In a note on July 8th, Nomura also highlighted advertising strengths at ITV at the moment:

"ITV's H1 results are on 4 August, and by the time that date arrives we expect ITV to point to continued strength in the TV advertising market beyond the World Cup and into September, which is the key month in Q3. ITV management previously sparked some profit taking with its warning that H2 was facing a highly uncertain outlook given tougher comps and the post-election economic outlook."

"We have raised our Q2 advertising forecast from 24.5% to 26.8% and Q3 from 7% to 13.2% including now September up 10%. This raises our FY forecast from 9.6% to 11.5%. Our 2011 forecast is reduced from 3.4% to 1.1% given the absence of the XFactor which should slip into 2012 and we have raised our growth rate for 2012 accordingly. We have not yet taken the view that 2011 will see negative revenue owing to the government's austerity measures. We also believe that with EPS over 4p for 2010 and our net debt forecast at c.£470m investors will shortly initiate the discussion on dividend restoration, which is not currently priced into the stock. With equity FCF at c.£200m it could be argued a 2p DPS (4% yield) could be justified. In conclusion, there is a case for some short-term relative uplift in ITV shares." Said Nomura analyst, Matthew Walker.

For M&S however each broker gives a different view. Nomura which has a 'buy' rating on the group says:

"M&S 1Q sales were at the top end of market expectations, but this wasn't enough to drive upgrades or to drive further outperformance of the stock. The reason for this, in our view, is the dilemma investors face between sales growth at M&S and the recent pull-back in consumer confidence. In our view, what is different now from the last few years is the rate of market share improvement (50bp over the 12 weeks to end May). This is being driven by improved ranges, marketing, innovation and brands and may have some way to run.

Whilst RBS offer a 'sell' rating with the reasons that 'Declining returns, greater competition, a stretched balance sheet and a pension deficit of £1.3bn are negative against the backdrop of a cash-constrained UK consumer.'

"A cash-constrained balance sheet, coupled with future capital tied up in M&S's 20/20 plan leaves little room for strategic manoeuvres. The ongoing and radical overhaul of M&S's information technology, supply chain, sourcing and distribution platforms has never been attempted in unison in the company's 125-year history. We do not underestimate the task ahead, which is likely to involve double running costs, plus execution and trading risk, at a time when retailer cost pressures look set to rise and consumer spending is likely to weaken."

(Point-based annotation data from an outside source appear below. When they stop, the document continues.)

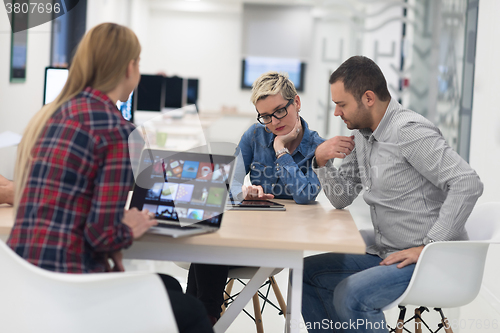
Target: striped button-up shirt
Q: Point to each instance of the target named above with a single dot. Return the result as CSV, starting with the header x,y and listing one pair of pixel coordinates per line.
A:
x,y
70,212
418,188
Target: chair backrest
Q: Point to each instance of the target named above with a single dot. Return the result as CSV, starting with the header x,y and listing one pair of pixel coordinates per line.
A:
x,y
36,300
484,222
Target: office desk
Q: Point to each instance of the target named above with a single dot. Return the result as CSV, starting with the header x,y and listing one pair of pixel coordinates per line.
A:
x,y
263,239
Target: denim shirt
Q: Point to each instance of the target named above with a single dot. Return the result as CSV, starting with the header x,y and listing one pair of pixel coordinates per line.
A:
x,y
290,176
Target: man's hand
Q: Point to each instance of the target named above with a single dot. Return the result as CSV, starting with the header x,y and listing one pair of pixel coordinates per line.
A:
x,y
138,221
336,147
6,191
281,140
255,192
405,257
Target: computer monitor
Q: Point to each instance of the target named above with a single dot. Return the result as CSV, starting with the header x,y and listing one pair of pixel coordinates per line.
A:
x,y
174,92
192,91
55,79
253,67
151,93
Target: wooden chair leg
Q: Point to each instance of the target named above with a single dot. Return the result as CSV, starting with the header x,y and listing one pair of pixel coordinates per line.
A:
x,y
418,321
278,295
444,321
258,315
229,288
401,320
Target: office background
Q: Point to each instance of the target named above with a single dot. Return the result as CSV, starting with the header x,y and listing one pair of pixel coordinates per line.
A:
x,y
208,40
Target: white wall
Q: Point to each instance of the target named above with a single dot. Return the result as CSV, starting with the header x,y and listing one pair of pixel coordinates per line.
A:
x,y
19,101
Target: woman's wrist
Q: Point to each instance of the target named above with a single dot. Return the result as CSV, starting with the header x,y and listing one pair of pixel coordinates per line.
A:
x,y
282,152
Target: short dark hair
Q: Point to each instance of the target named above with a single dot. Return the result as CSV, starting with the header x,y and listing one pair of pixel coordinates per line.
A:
x,y
359,74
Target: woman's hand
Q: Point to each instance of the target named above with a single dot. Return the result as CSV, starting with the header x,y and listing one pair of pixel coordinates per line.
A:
x,y
255,192
281,140
138,221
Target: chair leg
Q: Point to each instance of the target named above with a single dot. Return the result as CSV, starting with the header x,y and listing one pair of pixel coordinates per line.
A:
x,y
444,321
229,288
258,315
401,320
418,321
278,295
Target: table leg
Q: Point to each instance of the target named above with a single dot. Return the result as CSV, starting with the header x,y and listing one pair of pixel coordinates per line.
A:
x,y
293,317
243,298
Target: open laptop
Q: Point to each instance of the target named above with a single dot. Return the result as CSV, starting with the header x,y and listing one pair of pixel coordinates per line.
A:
x,y
186,191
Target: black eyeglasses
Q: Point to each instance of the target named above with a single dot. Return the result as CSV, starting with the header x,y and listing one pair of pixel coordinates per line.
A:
x,y
278,114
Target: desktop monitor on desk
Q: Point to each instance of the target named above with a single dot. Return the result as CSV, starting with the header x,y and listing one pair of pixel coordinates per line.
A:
x,y
253,67
55,79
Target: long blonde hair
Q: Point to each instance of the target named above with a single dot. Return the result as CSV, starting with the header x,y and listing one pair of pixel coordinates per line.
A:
x,y
100,62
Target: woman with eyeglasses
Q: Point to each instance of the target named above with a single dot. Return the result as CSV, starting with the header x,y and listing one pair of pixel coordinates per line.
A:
x,y
278,154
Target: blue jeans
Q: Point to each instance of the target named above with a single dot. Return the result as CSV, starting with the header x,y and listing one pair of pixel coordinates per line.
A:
x,y
345,292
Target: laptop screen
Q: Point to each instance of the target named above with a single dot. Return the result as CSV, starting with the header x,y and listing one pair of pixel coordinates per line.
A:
x,y
184,187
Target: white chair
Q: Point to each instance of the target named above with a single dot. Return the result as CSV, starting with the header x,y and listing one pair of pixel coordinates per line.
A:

"Five months is a long time in retail. We must to wait until 9 November for recently appointed CEO Marc Bolland to announce his strategic business review. Meanwhile, diminishing returns, increased competition in Food and General Merchandise, a stretched balance sheet, an unconvincing International business, an outgoing finance director and chairman, and a pension deficit of £1.3bn, should keep Bolland busy. We are cautious on the UK consumer market, from which Marks & Spencer (M&S) generates 90% of its sales and 83% of its profit (FY10). We initiate coverage with a Sell recommendation and 290p target price." said RBS retail analysts.

"We initiate coverage with a Sell rating and a 290p target price." they concluded.